A closer examination of the NFκB-suppressive activity of tocotrienols revealed a more fundamental biological activity of tocotrienols; NFκB suppression may be a secondary effect of tocotrienolmediated down-regulation of another biochemical pathway that is ubiquitous in virtually all eukaryotic cells: the mevalonate pathway [15]. The mevalonate pathway operating in sterologenic tissues provides - in addition to cholesterol that is an essential component of cell membrane and a precursor to vitamin D, bile acids and steroid hormones-essential intermediates including farnesyl- and geranylgeranyl- pyrophosphates for the post-translational prenylation of growth-related proteins such as Ras and nuclear lamins and N-linked glycosylation of insulin-like growth factor receptor I. Most importantly, prenylated Ras activates NFκB [16].

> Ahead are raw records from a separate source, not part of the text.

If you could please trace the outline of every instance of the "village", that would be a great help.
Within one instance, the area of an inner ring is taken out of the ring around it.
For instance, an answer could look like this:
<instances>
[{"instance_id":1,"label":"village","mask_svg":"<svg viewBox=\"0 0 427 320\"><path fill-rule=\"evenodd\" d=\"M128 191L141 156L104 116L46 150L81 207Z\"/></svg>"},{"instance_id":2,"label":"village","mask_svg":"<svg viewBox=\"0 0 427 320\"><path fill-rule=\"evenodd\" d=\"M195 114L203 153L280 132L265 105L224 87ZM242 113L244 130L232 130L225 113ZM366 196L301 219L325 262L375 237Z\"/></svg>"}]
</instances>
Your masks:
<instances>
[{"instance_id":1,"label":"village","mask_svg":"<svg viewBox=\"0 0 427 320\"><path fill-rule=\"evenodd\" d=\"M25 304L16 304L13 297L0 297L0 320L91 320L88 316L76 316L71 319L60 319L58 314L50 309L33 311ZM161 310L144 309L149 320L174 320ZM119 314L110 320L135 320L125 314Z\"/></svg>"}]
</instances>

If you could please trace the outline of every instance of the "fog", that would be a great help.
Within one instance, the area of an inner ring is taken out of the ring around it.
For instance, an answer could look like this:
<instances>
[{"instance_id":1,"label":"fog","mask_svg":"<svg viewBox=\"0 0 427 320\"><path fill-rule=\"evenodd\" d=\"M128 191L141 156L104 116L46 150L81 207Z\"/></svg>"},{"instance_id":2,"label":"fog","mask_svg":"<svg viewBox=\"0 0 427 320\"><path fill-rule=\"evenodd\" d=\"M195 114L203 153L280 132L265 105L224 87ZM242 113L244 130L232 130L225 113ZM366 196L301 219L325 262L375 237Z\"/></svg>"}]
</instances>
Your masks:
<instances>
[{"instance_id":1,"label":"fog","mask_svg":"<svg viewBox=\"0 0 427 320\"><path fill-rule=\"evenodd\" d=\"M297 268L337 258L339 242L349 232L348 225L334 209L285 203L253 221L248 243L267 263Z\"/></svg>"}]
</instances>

The rate-limiting enzyme in the mevalonate pathway, 3-hydroxy- 3-methylglutaryl coenzyme A (HMG CoA) reductase, is under a multivalent regulation consisting of sterol-mediated transcriptional feedback inhibition and a non-sterol-mediated post-transcriptional down-regulation. Tocotrienols suppress HMG CoA reductase at both transcriptional and post-transcriptional levels [17] and consequently, deplete the pool of prenyl pyrophosphates required for the prenylation of Ras and inactivate NFκB. Ahn et al. showed that tocotrienol-mediated ablation of NFκB activity was reversed by supplemental mevalonate, the product of the reaction catalyzed by HMG CoA reductase [15], establishing mevalonate deprivation as the primary cause for NFκB inactivation.

Tocotrienols may represent a broad class of isoprenoids encompassing approximately 23,000 mevalonate-derived end-products of plant secondary metabolism. Isoprenoids can be classified based on the number of isoprene units they contain, e.g. monoterpene (2x), sesquiterpene (3x), diterpene (4x), triterpene (6x) and polyterpene (Nx) [18]. In addition to these “pure” isoprenoids, the “mixed” isoprenoids including the tocotrienols have non-mevalonate-derived moieties. Assorted isoprenoids have a wide spectrum of functions in the plant kingdom, ranging from growth regulation to insect attraction, pollination assistance, and pest resistance. Fruits, vegetables and grains are the main sources of dietary isoprenoids.

The HMG CoA reductase-suppressive activity is extensively observed among isoprenoids [19]. It is therefore no coincidence that a number of isoprenoids under investigation also suppress NFκB activity. The monoterpene limonene inhibited NFκB activation in human HL60 clone 15 leukemia cells [20] while an oxidative product of limonene, perillyl alcohol, suppressed NFκB in B-lymphoma cells [21]. A third monoterpene, geraniol, suppressed 12-O-tetradecanoyl phorbol-13-acetate (TPA)-induced inflammatory responses and upregulation of NFκB and COX-2 in mice [22]. A sesquiterpene β-ionone inhibited tumor necrosis factor-related apoptosis-inducing ligand (TRAIL)-induced NFκB activation in human HepB3 and HepG2 hepatocellular carcinoma cells [23]. Various sesquiterpene lactones blocked NFκB activity [24]. Diterpene coronarin D suppressed NFκB activation in human KBM-5 chronic myeloid leukemia and A293 embryonic kidney carcinoma cells [25]. Garcinol, a polyisoprenylated benzophenone, inhibited the activation of NFκB in human BxPC-3 and Panc-1 pancreatic cancer cells [26] and squamous cell carcinoma of the head and neck [27]. Lastly, a triterpene lupeol suppressed TPAinduced activation of NFκB in CD-1 mice [28].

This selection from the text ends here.